Scientists exploring the depths of the mid-Atlantic ridge were excited to uncover a wealth of new species, including a bright red squid.
This new find is unlike most anglerfish
The two-month long, Norwegian-led expedition is part of the international Census of Marine Life (CoML).
The 10-year census, which began in 2000, aims to record all known marine life, in an aquatic "Doomsday Book".
The latest study used deep-sea probes to explore the undersea mountain ridge, running between Iceland and the Azores.
A team of marine scientists set out on 5 June to investigate the marine creatures living along the Earth's largest mountain range. The mid-Atlantic ridge rises to 1.3 miles above sea level in Iceland and the Azores, but is submerged in-between.
The expedition, which covered 4,000 miles and passed twice along the entire length of the underwater ridge, used a variety of sophisticated equipment, including underwater robots and video cameras, as well as a manned submersible.
The pioneering trip, which was the first of its kind, uncovered 300 new species of fish, and around 50 species of squid and octopus.
One of the new fish that the marine scientists hauled aboard their boat, was similar to an anglerfish - which has a kind of in-built "fishing rod" to attract prey.

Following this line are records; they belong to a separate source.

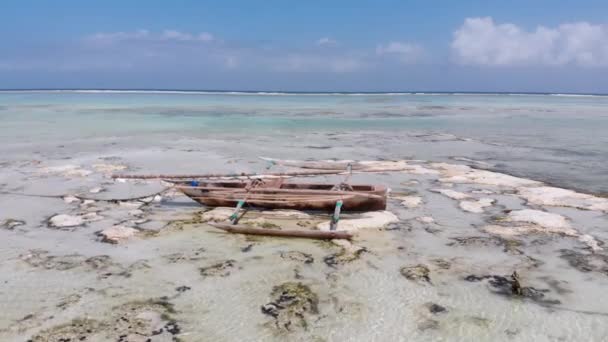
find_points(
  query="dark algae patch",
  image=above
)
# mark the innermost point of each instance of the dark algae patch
(511, 287)
(343, 257)
(291, 306)
(221, 269)
(298, 256)
(133, 321)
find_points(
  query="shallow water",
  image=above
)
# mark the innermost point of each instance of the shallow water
(52, 276)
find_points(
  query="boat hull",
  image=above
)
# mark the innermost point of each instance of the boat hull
(296, 196)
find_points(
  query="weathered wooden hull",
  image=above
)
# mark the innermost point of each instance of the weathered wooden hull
(296, 196)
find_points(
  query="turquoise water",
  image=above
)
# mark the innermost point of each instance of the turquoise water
(555, 138)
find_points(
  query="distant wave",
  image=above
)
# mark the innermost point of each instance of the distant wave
(279, 93)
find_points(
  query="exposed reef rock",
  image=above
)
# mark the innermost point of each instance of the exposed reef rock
(418, 273)
(586, 262)
(11, 224)
(410, 202)
(64, 221)
(551, 196)
(477, 206)
(76, 330)
(116, 234)
(451, 173)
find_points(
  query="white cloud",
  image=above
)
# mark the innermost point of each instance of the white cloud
(145, 35)
(480, 41)
(405, 52)
(326, 41)
(316, 63)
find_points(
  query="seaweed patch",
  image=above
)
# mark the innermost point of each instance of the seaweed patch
(291, 305)
(221, 269)
(511, 287)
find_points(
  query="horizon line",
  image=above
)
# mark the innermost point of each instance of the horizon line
(291, 92)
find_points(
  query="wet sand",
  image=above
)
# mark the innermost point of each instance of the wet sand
(442, 269)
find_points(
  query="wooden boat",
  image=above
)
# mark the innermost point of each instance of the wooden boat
(274, 194)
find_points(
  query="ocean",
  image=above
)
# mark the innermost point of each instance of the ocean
(495, 226)
(557, 138)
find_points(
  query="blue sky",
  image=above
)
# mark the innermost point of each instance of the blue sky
(546, 46)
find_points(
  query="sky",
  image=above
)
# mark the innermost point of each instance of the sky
(441, 45)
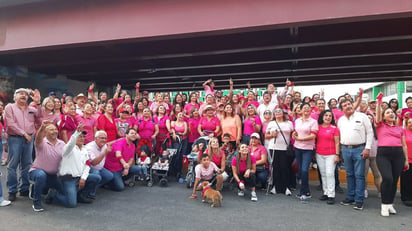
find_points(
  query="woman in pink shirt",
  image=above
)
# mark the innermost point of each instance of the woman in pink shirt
(392, 155)
(163, 121)
(406, 176)
(327, 154)
(304, 135)
(251, 124)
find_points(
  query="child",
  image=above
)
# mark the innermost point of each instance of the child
(143, 163)
(206, 171)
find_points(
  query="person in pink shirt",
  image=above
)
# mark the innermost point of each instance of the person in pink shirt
(89, 122)
(406, 175)
(244, 171)
(193, 103)
(327, 154)
(121, 160)
(163, 121)
(209, 123)
(392, 155)
(45, 167)
(304, 135)
(251, 124)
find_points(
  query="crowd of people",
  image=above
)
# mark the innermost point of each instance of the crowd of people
(69, 147)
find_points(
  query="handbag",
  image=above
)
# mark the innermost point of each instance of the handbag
(289, 150)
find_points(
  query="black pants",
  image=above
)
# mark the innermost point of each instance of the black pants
(250, 181)
(390, 162)
(406, 185)
(282, 169)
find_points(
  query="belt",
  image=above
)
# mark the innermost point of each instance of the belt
(353, 146)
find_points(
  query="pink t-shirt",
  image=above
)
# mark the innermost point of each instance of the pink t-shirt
(305, 128)
(243, 164)
(206, 173)
(325, 140)
(188, 107)
(89, 125)
(258, 153)
(193, 133)
(408, 140)
(248, 128)
(389, 136)
(146, 128)
(112, 162)
(209, 125)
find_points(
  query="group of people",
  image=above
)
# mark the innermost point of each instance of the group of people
(80, 144)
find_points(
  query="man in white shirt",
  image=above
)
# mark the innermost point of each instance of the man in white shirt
(356, 140)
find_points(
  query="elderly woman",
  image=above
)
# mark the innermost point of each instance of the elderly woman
(209, 123)
(147, 130)
(392, 155)
(304, 135)
(232, 125)
(251, 124)
(260, 154)
(244, 170)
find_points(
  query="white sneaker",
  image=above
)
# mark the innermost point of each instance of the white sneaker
(5, 203)
(253, 196)
(288, 192)
(241, 193)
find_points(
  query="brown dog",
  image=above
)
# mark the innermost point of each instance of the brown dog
(210, 194)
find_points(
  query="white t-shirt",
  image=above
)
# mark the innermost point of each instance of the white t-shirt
(279, 144)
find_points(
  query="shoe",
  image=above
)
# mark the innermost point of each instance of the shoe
(347, 202)
(391, 209)
(5, 203)
(253, 196)
(12, 196)
(24, 193)
(84, 199)
(338, 189)
(323, 198)
(288, 192)
(241, 193)
(31, 191)
(384, 210)
(37, 207)
(358, 206)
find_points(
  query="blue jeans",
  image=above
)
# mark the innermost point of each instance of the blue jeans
(42, 180)
(117, 184)
(71, 189)
(355, 172)
(303, 158)
(20, 153)
(106, 177)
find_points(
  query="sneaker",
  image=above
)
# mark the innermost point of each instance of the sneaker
(330, 201)
(358, 206)
(347, 202)
(12, 196)
(24, 193)
(253, 196)
(288, 192)
(338, 189)
(241, 193)
(37, 207)
(5, 203)
(323, 198)
(31, 191)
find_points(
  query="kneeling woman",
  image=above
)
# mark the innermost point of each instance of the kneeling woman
(244, 170)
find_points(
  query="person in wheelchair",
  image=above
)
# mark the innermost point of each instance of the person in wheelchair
(207, 170)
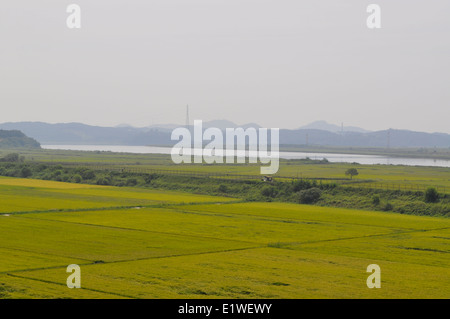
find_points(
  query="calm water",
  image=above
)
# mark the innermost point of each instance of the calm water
(334, 158)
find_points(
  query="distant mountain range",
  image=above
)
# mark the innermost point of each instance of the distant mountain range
(324, 126)
(16, 139)
(318, 133)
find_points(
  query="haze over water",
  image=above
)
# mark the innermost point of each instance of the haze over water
(333, 158)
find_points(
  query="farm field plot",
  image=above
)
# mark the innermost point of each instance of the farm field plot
(25, 195)
(209, 247)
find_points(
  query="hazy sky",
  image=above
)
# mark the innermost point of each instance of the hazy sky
(279, 63)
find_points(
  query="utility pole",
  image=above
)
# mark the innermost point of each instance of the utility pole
(187, 117)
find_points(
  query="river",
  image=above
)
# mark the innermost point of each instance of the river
(331, 157)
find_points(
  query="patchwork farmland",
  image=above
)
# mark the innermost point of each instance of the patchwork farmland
(141, 243)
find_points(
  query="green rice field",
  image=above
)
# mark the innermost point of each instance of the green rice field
(140, 243)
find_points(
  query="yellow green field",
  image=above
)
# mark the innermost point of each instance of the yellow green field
(138, 243)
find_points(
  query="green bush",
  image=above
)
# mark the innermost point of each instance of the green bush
(131, 182)
(26, 172)
(431, 195)
(77, 178)
(309, 196)
(376, 200)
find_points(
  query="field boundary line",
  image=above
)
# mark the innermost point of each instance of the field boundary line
(60, 284)
(140, 230)
(44, 253)
(361, 237)
(313, 220)
(156, 205)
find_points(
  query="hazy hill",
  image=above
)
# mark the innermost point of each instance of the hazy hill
(76, 133)
(325, 126)
(16, 139)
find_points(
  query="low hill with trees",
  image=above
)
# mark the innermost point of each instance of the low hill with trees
(16, 139)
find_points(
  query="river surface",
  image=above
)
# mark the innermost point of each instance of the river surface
(331, 157)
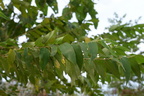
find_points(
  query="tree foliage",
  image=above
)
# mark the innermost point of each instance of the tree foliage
(58, 46)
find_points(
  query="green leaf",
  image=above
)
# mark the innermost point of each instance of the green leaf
(93, 49)
(53, 50)
(68, 51)
(50, 37)
(11, 56)
(112, 67)
(127, 68)
(79, 56)
(6, 66)
(2, 15)
(139, 59)
(84, 48)
(135, 66)
(44, 57)
(67, 13)
(53, 4)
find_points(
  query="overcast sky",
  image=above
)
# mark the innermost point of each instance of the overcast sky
(132, 8)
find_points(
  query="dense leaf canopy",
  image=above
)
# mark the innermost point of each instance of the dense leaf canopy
(58, 46)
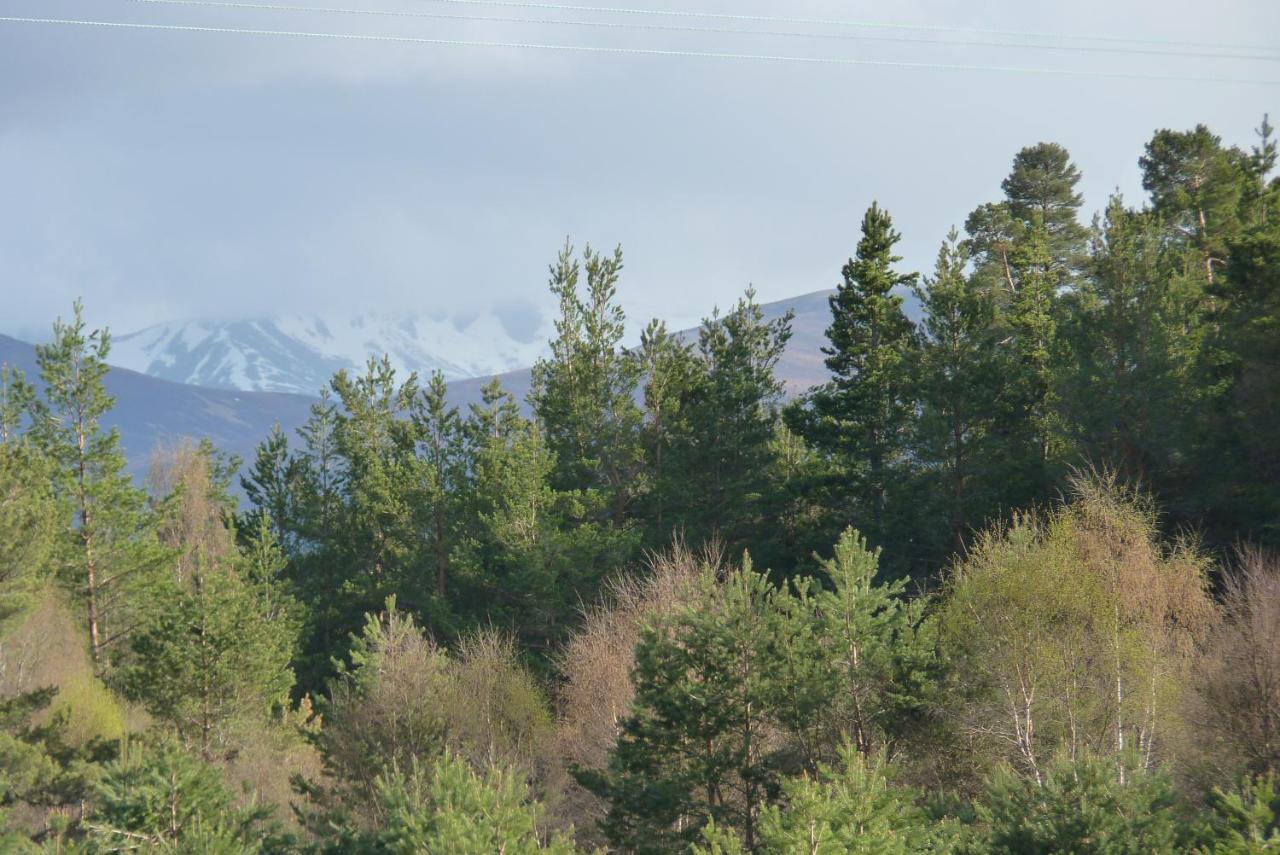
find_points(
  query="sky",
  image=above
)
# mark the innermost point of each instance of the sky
(169, 174)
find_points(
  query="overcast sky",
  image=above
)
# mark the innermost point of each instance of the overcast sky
(176, 174)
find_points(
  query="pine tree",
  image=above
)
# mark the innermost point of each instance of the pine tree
(584, 392)
(216, 650)
(453, 809)
(1133, 333)
(28, 527)
(721, 451)
(709, 686)
(670, 373)
(860, 417)
(442, 476)
(112, 554)
(272, 484)
(1042, 188)
(16, 397)
(1196, 190)
(956, 376)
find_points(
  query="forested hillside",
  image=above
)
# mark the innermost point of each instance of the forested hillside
(1005, 581)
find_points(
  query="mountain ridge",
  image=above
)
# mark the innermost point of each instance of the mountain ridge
(151, 411)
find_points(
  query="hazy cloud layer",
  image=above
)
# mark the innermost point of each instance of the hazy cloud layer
(167, 174)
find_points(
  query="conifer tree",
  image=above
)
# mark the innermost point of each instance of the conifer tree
(28, 527)
(1196, 188)
(442, 476)
(1042, 188)
(216, 652)
(16, 397)
(956, 378)
(113, 557)
(272, 485)
(1133, 333)
(862, 415)
(670, 373)
(722, 453)
(584, 392)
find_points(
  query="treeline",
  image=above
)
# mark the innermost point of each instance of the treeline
(513, 629)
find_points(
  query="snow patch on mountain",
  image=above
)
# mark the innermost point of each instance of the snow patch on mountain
(301, 353)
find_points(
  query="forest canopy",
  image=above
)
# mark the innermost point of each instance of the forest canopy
(1006, 581)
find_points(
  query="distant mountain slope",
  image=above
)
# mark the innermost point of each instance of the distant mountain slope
(301, 353)
(151, 410)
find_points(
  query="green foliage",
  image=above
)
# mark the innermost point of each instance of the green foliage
(112, 558)
(709, 681)
(1082, 807)
(453, 809)
(1074, 630)
(216, 653)
(161, 798)
(878, 650)
(403, 703)
(860, 417)
(850, 808)
(28, 529)
(721, 426)
(1244, 821)
(584, 392)
(753, 682)
(956, 376)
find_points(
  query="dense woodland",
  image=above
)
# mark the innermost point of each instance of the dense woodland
(1005, 584)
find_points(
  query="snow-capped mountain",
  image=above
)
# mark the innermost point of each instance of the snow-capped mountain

However, the researchers say the fish is not quite like other anglerfish - which are yellow and flat, and usually live on the sea bed. The new find is brown and bloated and was discovered in mid-depths.
Scientists are also inspecting a bright red squid, which was found at a depth of about one mile, to decide whether it is a new species.
The decade long census, which will be completed in 2010, is divided into seven parts. As well as the mid-Atlantic ridge, scientists are examining the Pacific shorelines, the Gulf of Maine, hydrothermal vents, coastal salmon runs - and more.
"Most other marine surveys concentrate on commercially important species or charismatic animals like sharks or whales, but we are casting our net far wider," said Jesse Ausubel, Program Director of CoML.